Into the Abyss Directed by: Werner Herzog Running Time: 1 hr 50 mins Rating: R Release Date: November 11, 2011 (Chicago)
PLOT: In this documentary, director Werner Herzog goes to Conroe, Texas, to interview two inmates, one of which is on death row. Herzog learns in great detail about the murderous events that have led them to such a place, while interviewing family members about their loss.
WHO'S IT FOR? As this Abyss belongs to the interpretation of Herzog, one shouldn't immediately expect an unbiased discussion of the death penalty. Regardless of which side of the debate you are on, Herzog's interest in the subject will keep you on board with his film.
With his previous documentary Cave of Forgotten Dreams coming out only this past summer, director/documentarian Werner Herzog returns to theaters with another foray into a land of "forgotten dreams," yet this one is less obscure and more overly profound than Cave's history lesson (in a useful 3D, nonetheless). He takes us to Conroe, Texas, where a triple homicide is going to lead to another "just" killing by the state.
Before diving into a heavy discussion of the death penalty, an issue that has inspired this film, Herzog gives us a complete recount of the events that have put inmates Mike Perry on death row, and Jason Burkett in jail. The picture is painted by both police officers, and the inmates themselves.
A large force that drives this story is Herzog himself, who is never on camera, but always (or so it feels), behind it. While this movie certainly isn't the lone work of Herzog exploring a Texas town with a personal camera, it has the feel more of a visual essay than a documentary, one that comes directly from Herzog to the audience.
Engaging the many unique characters of Conroe, who range from family members affected by the tragedy to police officers to general friends of the two criminals, Herzog displays a classic curiosity about the Abyss that he has become so fascinated with. He doesn't hold back in asking the frank questions that might come across our minds.

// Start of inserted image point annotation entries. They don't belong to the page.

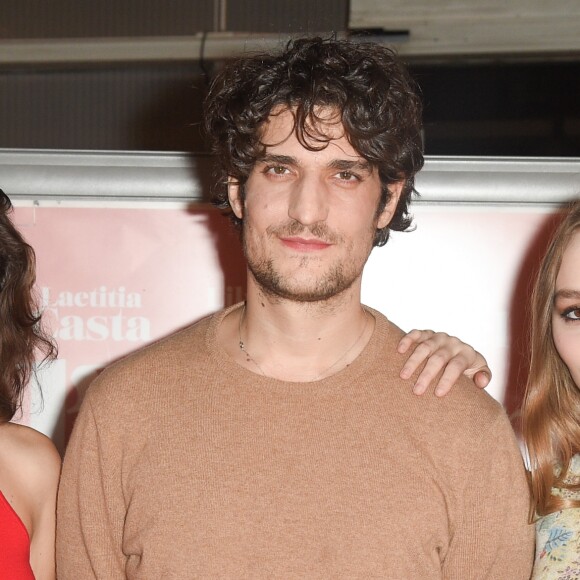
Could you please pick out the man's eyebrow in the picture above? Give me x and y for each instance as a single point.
(281, 159)
(567, 293)
(348, 164)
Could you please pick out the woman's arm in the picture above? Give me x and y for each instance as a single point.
(444, 354)
(40, 467)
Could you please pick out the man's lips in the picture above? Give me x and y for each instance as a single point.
(304, 244)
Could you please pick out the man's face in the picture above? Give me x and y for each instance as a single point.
(309, 217)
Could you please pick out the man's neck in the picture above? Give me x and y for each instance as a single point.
(297, 341)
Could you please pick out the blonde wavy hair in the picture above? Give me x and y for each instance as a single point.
(551, 407)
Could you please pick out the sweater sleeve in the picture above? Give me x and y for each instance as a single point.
(492, 538)
(90, 507)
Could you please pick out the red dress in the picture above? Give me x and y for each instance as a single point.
(14, 545)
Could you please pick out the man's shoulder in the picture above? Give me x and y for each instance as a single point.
(464, 405)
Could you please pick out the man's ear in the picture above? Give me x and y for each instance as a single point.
(395, 189)
(235, 197)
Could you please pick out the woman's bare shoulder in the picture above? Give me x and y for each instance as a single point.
(33, 453)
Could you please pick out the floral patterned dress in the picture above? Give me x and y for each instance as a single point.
(558, 539)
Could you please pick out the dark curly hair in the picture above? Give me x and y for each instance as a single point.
(366, 83)
(21, 336)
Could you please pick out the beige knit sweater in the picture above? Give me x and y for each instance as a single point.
(184, 465)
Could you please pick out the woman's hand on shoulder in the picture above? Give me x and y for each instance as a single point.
(446, 356)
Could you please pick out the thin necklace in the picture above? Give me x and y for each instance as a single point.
(251, 359)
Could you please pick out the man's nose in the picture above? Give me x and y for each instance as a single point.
(309, 201)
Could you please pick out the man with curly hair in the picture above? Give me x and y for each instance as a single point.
(277, 439)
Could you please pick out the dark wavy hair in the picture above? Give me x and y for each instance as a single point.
(365, 83)
(21, 335)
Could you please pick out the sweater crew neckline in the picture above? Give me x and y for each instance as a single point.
(344, 378)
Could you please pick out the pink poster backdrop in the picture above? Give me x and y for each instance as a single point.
(112, 280)
(115, 278)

In a way that's even kind of cute, with his accent and outsider's perspective, he allows his subjects to feel even more natural to us with his seemingly left-field questions. These side inquiries do not make the film feel overlong, or distracting. It's Herzog leading his audience towards one fascinating big picture.
For example, Herzog spends about five minutes letting someone who knew Burkett and Perry talk about his own life, and his own experience with an assault that involved a screwdriver. When the man casually mentions that he learned to read during a later and darker part in his life, Herzog simply asks him, "How does it feel now being able to read?" This is, of course, after Herzog has inquired to the man about his tattoos.
With Herzog being such a fascinating eye of which to look into this story, the whole film becomes even more rewarding (despite its Melancholia-like crushing sadness) with the interviews that the director conducts with people like Perry, Burkett, and Burkett's father. Whether the subjects are speaking in some sort of cliche, or sounding completely off-base (Perry is always a fascinating question mark in this film), Herzog is giving them a rare opportunity to simply speak. For Perry, Herzog is offering him a large podium to say his peace (Perry is dead now).
Possibly the most profound of all interviews happens when Herzog talks to an executioner, a man who has made over one hundred deaths on the clock. Amongst sharing enough fodder to get Herzog (and us, even) to be discouraged by the death penalty, the man also offers this bit of advice: "Live your dash." (The "dash" in question is the dash that will be on our gravestone.)
Take what you want from these jail visits, which have Herzog filming each of them through jail screens - sympathy, no sympathy, disgust, outrage - but you will be shaken by this tragedy, and by Herzog's excavation of its universal darkness.